De una cosa estaba seguro. Matilda de Braose jamás saldría de Windsor.

—Llevadlos a un calabozo —dijo—. Que les pongan grillos. Los dos en el mismo “calabozo.”

Sonrió para sus adentros. El hecho de que cada uno pudiese contemplar el sufrimiento del otro acrecentaría la tortura.

Sus órdenes fueron ejecutadas inmediatamente.

Día tras día pensaba en ellos. ¿Cómo podían vivir en esa celda de la cual no había modo de huir? Carecían de alimento, e incluso la valerosa Matilda no podía vivir siempre sin comer.

Pensaba en ella con placer todas las mañanas, cuando despertaba y se sentaba a la mesa. Le servían carnes suculentas, sabrosos dulces. Todo eso lo complacía mucho, sobre todo porque sabía que la orgullosa Matilda y su hijo se morían de hambre.

Dos semanas después ordenó a sus guardias que descendiesen a la mazmorra para ver qué había ocurrido. Ambos estaban muertos. El hijo había muerto primero, y en su agonía, en el límite absoluto del agotamiento, la madre había mordisqueado la carne del muchacho.
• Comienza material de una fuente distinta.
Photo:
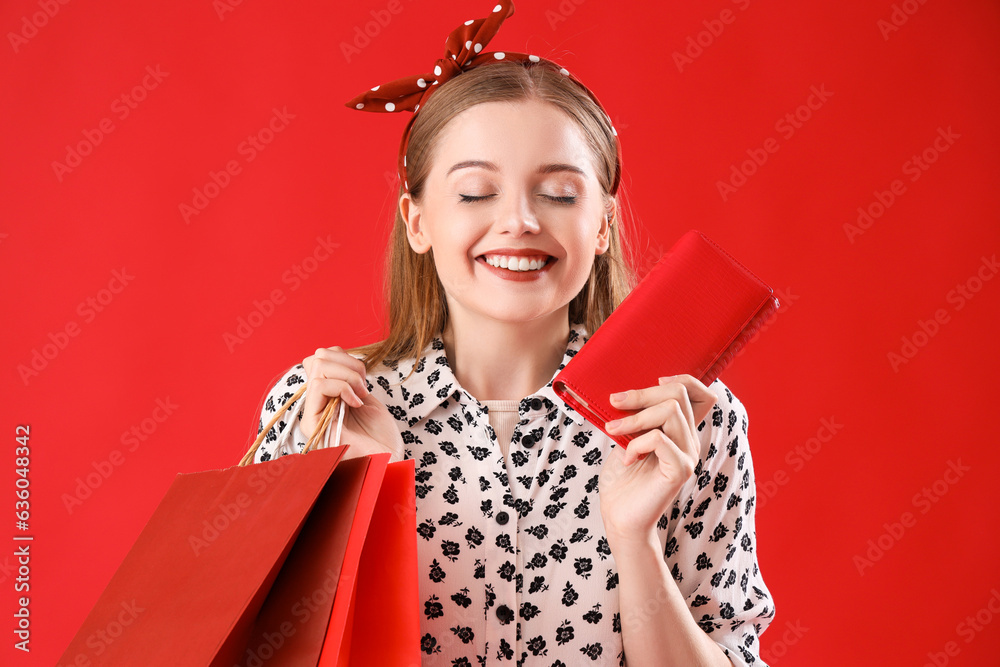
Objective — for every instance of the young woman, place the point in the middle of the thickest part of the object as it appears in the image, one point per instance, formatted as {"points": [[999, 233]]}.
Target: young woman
{"points": [[541, 542]]}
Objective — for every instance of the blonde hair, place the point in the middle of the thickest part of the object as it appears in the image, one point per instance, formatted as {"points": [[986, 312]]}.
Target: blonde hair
{"points": [[417, 309]]}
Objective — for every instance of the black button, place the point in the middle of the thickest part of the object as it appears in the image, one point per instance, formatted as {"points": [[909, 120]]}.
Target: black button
{"points": [[505, 614]]}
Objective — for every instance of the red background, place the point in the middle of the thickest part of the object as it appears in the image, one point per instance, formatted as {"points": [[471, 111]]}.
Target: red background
{"points": [[849, 301]]}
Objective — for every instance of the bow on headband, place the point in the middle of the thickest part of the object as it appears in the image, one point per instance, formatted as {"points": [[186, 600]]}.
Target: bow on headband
{"points": [[463, 51]]}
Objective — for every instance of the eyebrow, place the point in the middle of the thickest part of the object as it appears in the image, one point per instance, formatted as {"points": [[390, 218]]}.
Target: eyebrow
{"points": [[490, 166]]}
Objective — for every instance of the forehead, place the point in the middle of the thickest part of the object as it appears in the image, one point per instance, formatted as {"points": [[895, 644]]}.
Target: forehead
{"points": [[513, 133]]}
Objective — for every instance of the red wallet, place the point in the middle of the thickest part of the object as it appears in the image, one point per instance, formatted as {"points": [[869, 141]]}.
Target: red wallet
{"points": [[690, 314]]}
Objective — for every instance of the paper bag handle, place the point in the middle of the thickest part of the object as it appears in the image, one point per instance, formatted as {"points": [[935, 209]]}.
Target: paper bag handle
{"points": [[321, 429]]}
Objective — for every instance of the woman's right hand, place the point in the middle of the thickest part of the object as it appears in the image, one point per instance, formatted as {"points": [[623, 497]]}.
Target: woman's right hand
{"points": [[368, 427]]}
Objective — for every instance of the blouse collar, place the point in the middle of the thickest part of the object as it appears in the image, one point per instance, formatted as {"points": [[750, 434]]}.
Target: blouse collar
{"points": [[433, 383]]}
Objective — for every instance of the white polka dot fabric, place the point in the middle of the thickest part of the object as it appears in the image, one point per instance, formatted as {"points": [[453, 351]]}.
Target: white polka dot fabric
{"points": [[463, 51]]}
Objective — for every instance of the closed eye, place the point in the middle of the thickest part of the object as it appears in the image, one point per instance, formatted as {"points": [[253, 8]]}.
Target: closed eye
{"points": [[475, 198]]}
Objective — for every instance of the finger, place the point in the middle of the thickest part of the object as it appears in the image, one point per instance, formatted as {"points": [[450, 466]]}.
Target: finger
{"points": [[637, 399], [321, 390], [667, 416], [702, 398], [334, 362], [671, 458]]}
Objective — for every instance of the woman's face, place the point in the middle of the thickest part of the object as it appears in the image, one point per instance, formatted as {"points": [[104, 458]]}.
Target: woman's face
{"points": [[510, 179]]}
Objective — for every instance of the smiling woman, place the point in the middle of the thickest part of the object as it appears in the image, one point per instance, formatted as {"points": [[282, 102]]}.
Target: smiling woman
{"points": [[539, 541]]}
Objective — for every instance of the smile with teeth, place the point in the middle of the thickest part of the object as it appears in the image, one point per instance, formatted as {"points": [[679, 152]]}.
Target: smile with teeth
{"points": [[512, 263]]}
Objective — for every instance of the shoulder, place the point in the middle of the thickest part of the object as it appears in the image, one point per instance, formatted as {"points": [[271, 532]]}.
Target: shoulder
{"points": [[725, 464], [728, 417]]}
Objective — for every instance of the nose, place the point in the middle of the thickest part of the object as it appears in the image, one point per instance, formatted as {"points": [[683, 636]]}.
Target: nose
{"points": [[517, 215]]}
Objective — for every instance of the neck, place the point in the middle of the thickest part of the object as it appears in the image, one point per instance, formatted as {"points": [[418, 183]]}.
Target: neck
{"points": [[496, 360]]}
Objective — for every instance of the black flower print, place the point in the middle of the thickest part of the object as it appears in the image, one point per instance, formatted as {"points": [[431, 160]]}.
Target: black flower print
{"points": [[514, 566]]}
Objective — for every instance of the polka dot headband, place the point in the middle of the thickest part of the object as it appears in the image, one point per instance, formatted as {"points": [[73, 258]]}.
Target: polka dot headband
{"points": [[463, 51]]}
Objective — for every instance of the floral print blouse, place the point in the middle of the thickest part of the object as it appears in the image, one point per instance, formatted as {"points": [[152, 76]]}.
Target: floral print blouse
{"points": [[513, 559]]}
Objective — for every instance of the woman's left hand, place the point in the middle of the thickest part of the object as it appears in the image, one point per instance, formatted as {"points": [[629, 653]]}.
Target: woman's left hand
{"points": [[635, 489]]}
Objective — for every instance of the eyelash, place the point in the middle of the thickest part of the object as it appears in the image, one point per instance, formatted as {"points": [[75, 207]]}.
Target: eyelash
{"points": [[468, 199]]}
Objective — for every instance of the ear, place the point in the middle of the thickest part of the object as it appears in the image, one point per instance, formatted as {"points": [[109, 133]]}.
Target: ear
{"points": [[604, 232], [411, 213]]}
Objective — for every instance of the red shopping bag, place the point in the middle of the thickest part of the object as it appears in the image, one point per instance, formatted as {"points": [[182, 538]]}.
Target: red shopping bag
{"points": [[305, 559]]}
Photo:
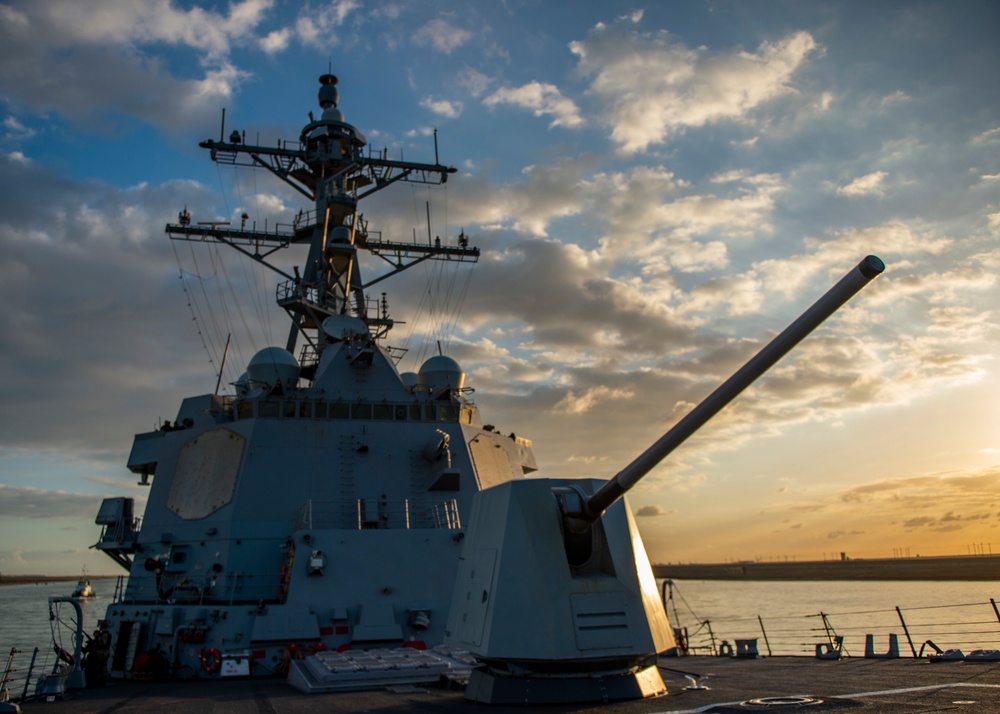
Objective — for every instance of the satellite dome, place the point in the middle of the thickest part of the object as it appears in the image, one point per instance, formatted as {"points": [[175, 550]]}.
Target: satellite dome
{"points": [[340, 327], [272, 366], [439, 373]]}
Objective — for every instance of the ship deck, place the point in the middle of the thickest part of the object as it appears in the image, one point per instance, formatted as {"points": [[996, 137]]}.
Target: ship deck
{"points": [[849, 685]]}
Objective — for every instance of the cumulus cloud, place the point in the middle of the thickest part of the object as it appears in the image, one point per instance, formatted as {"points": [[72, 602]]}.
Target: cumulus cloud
{"points": [[442, 107], [318, 27], [442, 36], [655, 510], [28, 502], [870, 184], [90, 59], [653, 87], [542, 99]]}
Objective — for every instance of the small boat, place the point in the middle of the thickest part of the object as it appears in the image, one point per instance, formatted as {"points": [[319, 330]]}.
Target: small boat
{"points": [[83, 589]]}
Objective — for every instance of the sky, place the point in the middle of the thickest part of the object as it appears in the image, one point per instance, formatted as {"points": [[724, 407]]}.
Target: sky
{"points": [[657, 189]]}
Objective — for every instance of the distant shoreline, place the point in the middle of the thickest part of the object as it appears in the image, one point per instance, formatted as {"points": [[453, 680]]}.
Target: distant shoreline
{"points": [[955, 567], [6, 579]]}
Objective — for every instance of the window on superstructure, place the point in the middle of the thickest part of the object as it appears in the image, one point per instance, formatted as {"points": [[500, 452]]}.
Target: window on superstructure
{"points": [[339, 410], [361, 411], [268, 408]]}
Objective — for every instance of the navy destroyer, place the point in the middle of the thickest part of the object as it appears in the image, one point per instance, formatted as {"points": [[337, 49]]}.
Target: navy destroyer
{"points": [[334, 505], [322, 506]]}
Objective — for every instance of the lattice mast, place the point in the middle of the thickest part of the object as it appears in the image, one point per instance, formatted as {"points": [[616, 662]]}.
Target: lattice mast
{"points": [[329, 166]]}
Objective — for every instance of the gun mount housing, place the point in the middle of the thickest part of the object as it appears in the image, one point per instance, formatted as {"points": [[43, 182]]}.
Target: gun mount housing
{"points": [[593, 507]]}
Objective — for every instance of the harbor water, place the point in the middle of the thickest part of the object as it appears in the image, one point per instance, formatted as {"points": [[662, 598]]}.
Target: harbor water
{"points": [[784, 617]]}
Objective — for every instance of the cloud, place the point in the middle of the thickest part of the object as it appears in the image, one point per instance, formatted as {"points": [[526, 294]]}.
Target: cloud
{"points": [[317, 27], [653, 87], [542, 99], [442, 107], [93, 60], [870, 184], [442, 36], [28, 502], [655, 510]]}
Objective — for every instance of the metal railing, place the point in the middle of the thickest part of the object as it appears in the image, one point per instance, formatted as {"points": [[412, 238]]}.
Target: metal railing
{"points": [[897, 632]]}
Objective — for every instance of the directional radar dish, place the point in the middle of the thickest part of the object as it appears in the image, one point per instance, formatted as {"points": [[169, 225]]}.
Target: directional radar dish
{"points": [[272, 366]]}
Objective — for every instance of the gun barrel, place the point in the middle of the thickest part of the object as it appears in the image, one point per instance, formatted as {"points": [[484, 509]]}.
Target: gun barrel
{"points": [[866, 271]]}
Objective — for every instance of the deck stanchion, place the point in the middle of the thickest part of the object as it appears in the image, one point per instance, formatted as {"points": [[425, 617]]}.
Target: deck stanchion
{"points": [[906, 631], [764, 632]]}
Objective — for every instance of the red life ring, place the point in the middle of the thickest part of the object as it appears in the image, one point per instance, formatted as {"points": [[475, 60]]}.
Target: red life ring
{"points": [[211, 659]]}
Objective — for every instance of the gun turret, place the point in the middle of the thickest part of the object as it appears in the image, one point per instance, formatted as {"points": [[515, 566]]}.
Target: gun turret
{"points": [[557, 600], [592, 508]]}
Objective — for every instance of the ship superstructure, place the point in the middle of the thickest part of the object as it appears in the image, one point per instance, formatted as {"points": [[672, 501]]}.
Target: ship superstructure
{"points": [[323, 506]]}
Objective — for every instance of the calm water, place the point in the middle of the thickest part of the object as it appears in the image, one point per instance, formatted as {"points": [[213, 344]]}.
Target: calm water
{"points": [[952, 614], [25, 624]]}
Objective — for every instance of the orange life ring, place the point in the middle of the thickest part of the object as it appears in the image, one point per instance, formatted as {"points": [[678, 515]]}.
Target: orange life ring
{"points": [[211, 659], [64, 655]]}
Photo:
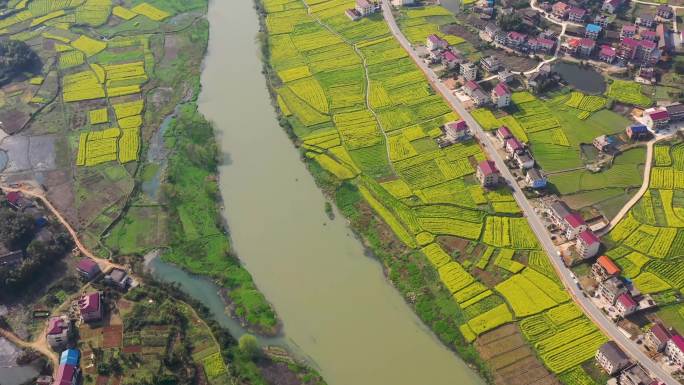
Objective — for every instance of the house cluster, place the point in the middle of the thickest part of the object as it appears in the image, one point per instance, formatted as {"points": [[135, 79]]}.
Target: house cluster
{"points": [[362, 9], [658, 118], [620, 300], [616, 363], [544, 43], [573, 227]]}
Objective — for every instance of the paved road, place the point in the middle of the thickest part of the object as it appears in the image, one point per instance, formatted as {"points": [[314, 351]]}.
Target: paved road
{"points": [[607, 326]]}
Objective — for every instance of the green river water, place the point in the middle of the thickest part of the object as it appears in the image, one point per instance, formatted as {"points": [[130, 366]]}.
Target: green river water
{"points": [[337, 307]]}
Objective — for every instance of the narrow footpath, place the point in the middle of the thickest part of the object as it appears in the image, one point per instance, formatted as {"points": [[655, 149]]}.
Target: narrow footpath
{"points": [[594, 313]]}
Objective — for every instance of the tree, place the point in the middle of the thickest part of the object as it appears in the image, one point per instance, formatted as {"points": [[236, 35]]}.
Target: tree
{"points": [[248, 345], [16, 57]]}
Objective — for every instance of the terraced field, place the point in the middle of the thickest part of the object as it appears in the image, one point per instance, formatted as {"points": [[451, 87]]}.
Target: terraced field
{"points": [[367, 121]]}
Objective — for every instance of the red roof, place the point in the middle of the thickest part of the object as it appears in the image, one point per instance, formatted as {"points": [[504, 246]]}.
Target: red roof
{"points": [[487, 167], [587, 42], [607, 50], [89, 303], [678, 341], [574, 220], [65, 375], [13, 196], [659, 115], [471, 85], [589, 237], [504, 132], [56, 325], [626, 300], [501, 89]]}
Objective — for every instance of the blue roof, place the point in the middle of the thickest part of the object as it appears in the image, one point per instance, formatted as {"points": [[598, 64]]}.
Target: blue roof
{"points": [[70, 357], [593, 28]]}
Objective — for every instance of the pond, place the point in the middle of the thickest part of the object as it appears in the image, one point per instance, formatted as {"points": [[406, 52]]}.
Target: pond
{"points": [[586, 80]]}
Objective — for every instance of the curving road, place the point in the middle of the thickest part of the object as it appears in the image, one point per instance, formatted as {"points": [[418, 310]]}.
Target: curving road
{"points": [[594, 313]]}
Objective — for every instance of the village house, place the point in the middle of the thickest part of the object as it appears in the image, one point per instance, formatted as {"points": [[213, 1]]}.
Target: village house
{"points": [[513, 146], [611, 358], [656, 118], [657, 337], [560, 10], [611, 6], [435, 42], [607, 54], [645, 20], [586, 47], [535, 179], [625, 304], [604, 268], [674, 349], [490, 64], [473, 90], [610, 289], [57, 333], [628, 30], [604, 143], [664, 11], [87, 269], [117, 277], [524, 160], [515, 39], [501, 95], [487, 173], [468, 71], [576, 15], [636, 375], [592, 31], [503, 133], [676, 111], [638, 132], [90, 307]]}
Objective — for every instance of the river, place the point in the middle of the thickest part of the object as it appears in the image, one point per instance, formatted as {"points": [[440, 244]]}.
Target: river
{"points": [[335, 302]]}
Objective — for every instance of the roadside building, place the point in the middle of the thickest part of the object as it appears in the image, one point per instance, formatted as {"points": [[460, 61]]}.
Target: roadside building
{"points": [[435, 42], [636, 375], [535, 179], [676, 111], [487, 173], [657, 337], [468, 71], [90, 307], [586, 47], [628, 30], [645, 20], [513, 146], [604, 268], [490, 64], [592, 31], [87, 269], [674, 349], [560, 10], [604, 143], [576, 15], [503, 133], [610, 289], [611, 6], [637, 132], [625, 304], [57, 333], [607, 54], [523, 159], [656, 118], [611, 358], [587, 244], [501, 95]]}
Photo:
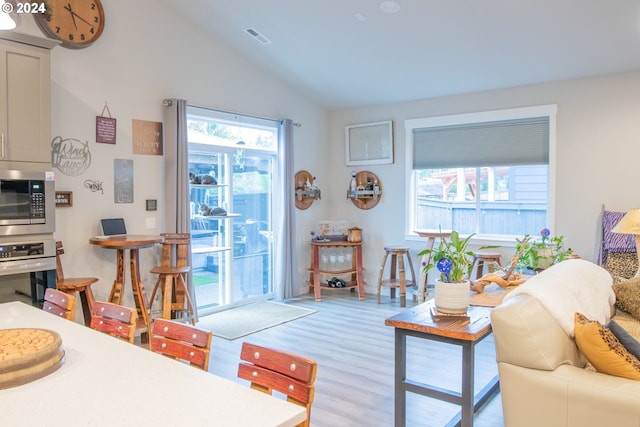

Juan rió estrepitosamente cuando se enteró del asunto. ¡Así había muerto la orgullosa Matilda! Sería una lección para quienes creyeran que podían acusarlo del asesinato de su sobrino.

Pero no fue así, y después de la muerte de Matilda de Braose, las murmuraciones cobraron mayor fuerza, exactamente como había ocurrido poco después de la muerte de Arturo.